Jesus finishes his parable, and the play comes to a close, and the audience is left with their impressions, wondering at the meaning behind his words as they move back out into the world. We work to understand and enact Christ’s words of hope, delay and preparation. "It cannot be that we are all supposed to bring with us the resources necessary for the celebration: while not all of them get in, all ten [bridesmaids] bring only lamps with oil in them. The text's theological claim about anticipating the bridegroom's great banquet does not negate the grace-shaped joy of a feast in which the host brings and shares all that we will actually need.” The focus of this passage is not that we should grab on to every possible provision and hoard it for ourselves. "The point is living expectantly and hopefully. Christian hope rests on trust that the God who created the world will continue to live the world with gentle providence." As church-type-people, we have the privilege and responsibility of hopeful preparation.

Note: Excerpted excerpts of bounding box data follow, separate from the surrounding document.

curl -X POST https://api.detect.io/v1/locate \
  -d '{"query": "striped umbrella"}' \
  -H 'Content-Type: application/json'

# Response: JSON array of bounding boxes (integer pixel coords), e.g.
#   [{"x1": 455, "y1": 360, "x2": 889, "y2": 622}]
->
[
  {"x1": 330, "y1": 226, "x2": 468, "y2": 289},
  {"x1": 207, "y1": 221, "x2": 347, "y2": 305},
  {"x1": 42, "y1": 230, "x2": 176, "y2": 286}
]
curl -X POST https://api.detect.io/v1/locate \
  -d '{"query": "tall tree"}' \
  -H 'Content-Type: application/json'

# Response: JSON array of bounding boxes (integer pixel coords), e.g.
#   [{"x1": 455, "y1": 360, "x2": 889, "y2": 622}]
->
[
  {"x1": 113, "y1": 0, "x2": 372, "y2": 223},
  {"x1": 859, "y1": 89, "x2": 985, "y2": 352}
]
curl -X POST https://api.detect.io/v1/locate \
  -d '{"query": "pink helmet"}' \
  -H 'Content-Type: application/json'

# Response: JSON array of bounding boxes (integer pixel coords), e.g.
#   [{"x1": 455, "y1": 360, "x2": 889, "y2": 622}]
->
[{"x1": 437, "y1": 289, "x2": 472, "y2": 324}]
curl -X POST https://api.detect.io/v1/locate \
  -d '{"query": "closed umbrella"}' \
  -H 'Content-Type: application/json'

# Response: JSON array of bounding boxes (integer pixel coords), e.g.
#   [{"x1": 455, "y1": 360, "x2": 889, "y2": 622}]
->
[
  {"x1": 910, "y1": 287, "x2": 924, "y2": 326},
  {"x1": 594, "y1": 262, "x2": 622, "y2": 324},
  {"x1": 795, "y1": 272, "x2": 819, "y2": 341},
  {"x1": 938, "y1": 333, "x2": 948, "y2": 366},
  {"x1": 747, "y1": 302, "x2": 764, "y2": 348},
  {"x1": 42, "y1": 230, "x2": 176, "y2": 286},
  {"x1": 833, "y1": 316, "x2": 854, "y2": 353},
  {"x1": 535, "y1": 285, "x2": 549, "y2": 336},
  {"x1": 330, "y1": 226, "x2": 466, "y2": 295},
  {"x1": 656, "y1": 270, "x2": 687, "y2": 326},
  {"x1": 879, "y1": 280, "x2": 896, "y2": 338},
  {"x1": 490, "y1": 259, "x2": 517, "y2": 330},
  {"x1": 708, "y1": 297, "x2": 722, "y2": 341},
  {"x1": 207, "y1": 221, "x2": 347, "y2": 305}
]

Each disciple may be a bridesmaid in this allegory, called to hopeful preparation for the day of the LORD. Perhaps, in this passage, the Church is not the bridesmaids. Perhaps we are the oil merchants, tasked with equipping disciples for the journey ahead, even though we do not know how long the journey will take. The Church is a place where we can fill our lamps together with the hope all will be prepared and none will be left out when the doors are shut. The foolish bridesmaids were not present to join the procession when the bridegroom arrived, and so they missed the party. Remaining unrecognized was the judgement on their foolishness. But the wise bridesmaids are under God's judgment too. They were unwilling to share either the oil or their wisdom to take an extra flask. The wedding party, therefore, was only half the size it could have been. Maybe the incompleteness is God's judgment on them for their failings too?

As the foolish bridesmaids found out, you can't fill your lamp at the last minute. As disciples, we have to grab the extra flask of lamp-oil, we have to take the risk that we will wait a while, because there is an abundance for all who are willing to keep their lamps filled. "The wise ones in the church are those who are prepared for the delay; who hold onto the faith deep into the night."


Prepare for the future, not a future where we're on our own and have to scramble to hold on to what is ours, but a future where Christ is returned, and returns us to the messianic banquet where joy and amazement will be without end. God gives us hope so that we can act, not just for our own benefit, but so that God may be glorified and we will enjoy God forever. The stage is set for the arrival of the kingdom of heaven, as we rush headlong into the season of Advent waiting. So we maintain our hopeful preparation, so that we may act in hope when the bridegroom at last arrives.